Others pointed out that, in the same tests, England was the lowest ranking English-speaking country for pupils showing enjoyment of reading, and second-lowest for engagement with reading. Of course, the study doesn’t tell us whether this is a consequence of the government’s preferred method of teaching reading, although it’s a possibility that would be worth considering.

There’s clearly a debate to be had here about the value of phonics: if you want to read Nick Gibb and Michael Rosen going head-to-head on this, click here. Most experts would suggest that this debate is not a matter of either/or. As readers, we obviously need to recognize letter combinations, but we also need to look for meaning – and (horror of horrors) even for pleasure. If children don’t enjoy reading, there’s not much likelihood of them doing it of their own accord – however highly they may score on a test.

However, my main concern here is about the value of data – and specifically ‘big data’ of the kind represented by the PIRLS and PISA tests. In this respect, the debate about the interpretation of these results shows up some very familiar problems.

Firstly, there is the question of what such data purport to be measuring. Reading is a complex, multi-faceted activity: it’s by no means clear that when we assess ‘reading’ we are necessarily assessing the full range of practices or abilities involved. For example, phonics is essentially about accurate word recognition; whereas the PIRLS tests are actually about reading comprehension. The two are related, but they aren’t the same, and achievement in one area doesn’t necessarily tell you anything about the other.

Furthermore, some of these aspects are much more easily measured than others. We can easily test whether or not children can sound out combinations of letters on a flash card, but comprehension is much more difficult to measure, at least if we want to avoid being reductive. (Those of us who recall doing ‘comprehension passages’ in their English lessons will know that such tests are easy to pass without any comprehension necessarily taking place at all.)

Secondly, Gibb’s remarks raise the obvious issue of correlation and causality.
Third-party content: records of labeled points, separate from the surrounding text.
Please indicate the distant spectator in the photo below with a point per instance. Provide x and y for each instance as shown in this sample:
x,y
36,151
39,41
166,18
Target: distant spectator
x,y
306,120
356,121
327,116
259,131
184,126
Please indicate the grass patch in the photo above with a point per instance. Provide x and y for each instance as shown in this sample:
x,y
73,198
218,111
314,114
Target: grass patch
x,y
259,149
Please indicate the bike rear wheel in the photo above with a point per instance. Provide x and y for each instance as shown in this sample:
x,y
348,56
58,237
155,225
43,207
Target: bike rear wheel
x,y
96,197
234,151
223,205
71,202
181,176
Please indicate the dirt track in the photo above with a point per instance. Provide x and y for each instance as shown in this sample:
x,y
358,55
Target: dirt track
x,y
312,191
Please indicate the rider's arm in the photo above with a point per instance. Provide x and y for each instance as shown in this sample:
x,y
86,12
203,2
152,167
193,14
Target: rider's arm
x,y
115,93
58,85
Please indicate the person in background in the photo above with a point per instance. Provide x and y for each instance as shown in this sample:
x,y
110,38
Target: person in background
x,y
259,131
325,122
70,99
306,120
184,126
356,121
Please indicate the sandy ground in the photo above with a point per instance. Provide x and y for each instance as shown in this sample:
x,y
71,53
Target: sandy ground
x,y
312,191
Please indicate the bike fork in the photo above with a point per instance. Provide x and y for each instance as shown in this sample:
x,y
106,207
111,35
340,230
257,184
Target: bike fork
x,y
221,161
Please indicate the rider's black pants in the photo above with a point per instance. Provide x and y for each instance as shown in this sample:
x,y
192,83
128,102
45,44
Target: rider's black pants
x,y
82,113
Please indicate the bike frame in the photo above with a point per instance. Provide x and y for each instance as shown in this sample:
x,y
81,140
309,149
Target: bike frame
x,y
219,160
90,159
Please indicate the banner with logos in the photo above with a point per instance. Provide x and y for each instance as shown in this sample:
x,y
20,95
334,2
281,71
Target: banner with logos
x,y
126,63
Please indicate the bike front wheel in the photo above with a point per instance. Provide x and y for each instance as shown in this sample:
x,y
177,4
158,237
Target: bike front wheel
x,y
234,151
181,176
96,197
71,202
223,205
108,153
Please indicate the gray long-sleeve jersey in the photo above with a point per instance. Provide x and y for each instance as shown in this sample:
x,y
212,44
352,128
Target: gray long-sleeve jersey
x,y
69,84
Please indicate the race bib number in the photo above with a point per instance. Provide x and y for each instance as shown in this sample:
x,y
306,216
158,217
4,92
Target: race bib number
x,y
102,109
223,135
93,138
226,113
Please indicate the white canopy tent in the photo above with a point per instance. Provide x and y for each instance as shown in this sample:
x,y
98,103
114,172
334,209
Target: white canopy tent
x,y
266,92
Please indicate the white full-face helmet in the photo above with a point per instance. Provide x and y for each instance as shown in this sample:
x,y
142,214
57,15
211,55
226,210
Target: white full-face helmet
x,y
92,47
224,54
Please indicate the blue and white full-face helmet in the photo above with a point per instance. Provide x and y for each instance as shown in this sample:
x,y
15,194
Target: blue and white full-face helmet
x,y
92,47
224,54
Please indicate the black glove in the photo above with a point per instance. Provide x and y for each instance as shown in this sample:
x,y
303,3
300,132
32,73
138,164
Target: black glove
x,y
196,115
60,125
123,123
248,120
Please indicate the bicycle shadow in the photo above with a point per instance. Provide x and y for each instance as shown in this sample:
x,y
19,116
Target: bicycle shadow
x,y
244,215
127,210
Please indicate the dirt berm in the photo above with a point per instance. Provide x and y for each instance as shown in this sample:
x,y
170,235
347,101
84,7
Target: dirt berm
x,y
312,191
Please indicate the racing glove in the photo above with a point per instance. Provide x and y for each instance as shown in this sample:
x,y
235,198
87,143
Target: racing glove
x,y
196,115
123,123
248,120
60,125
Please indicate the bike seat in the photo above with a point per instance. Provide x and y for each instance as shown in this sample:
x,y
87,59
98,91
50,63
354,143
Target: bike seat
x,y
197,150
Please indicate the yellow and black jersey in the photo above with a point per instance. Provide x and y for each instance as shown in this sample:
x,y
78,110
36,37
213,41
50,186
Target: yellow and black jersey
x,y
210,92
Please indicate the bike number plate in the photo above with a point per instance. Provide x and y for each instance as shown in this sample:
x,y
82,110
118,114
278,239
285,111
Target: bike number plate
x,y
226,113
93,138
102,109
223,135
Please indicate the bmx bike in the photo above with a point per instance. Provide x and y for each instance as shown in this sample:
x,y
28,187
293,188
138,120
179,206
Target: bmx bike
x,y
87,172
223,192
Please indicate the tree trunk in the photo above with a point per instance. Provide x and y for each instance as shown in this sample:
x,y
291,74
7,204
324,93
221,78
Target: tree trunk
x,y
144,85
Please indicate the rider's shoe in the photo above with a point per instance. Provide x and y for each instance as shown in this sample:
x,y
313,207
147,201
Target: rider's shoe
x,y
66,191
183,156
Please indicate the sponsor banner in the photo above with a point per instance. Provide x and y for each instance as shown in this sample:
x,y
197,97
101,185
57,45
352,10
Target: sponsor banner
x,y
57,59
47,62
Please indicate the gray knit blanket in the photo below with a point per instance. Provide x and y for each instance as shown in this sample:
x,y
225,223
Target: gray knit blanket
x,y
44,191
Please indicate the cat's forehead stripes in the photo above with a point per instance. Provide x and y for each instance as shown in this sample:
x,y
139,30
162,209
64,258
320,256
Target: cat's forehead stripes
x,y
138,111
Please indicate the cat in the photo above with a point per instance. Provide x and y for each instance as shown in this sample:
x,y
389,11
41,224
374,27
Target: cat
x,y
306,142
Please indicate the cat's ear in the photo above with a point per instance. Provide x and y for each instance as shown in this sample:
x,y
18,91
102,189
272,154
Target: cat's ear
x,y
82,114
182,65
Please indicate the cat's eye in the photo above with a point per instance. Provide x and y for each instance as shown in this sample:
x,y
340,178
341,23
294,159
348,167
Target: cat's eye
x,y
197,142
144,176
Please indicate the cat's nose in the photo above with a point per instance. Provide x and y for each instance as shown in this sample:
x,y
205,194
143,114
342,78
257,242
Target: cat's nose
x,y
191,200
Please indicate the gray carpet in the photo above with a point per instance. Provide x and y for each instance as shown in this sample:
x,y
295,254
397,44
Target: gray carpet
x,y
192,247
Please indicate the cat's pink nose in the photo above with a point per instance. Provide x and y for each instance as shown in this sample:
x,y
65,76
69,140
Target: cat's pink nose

There may be many possible reasons why reading skills are rising or falling relative to other countries; but until you have identified and somehow ‘controlled’ or accounted for those factors in your analysis, there is no way that you can reliably conclude that A causes B, or indeed vice-versa. Here too, some of these factors may be much more amenable to measurement and quantification than others.

Third, there is the question of what anybody might do with this information. If we find that children in England have risen from tenth to eighth place (as in this case), what follows from that? Or if, as is more often the case, we find they have slipped downwards, what do we do as a result? Few of us are in a position to move to Finland or Singapore, where children seemingly score better; although for wealthy parents, there is always the option of private tutoring.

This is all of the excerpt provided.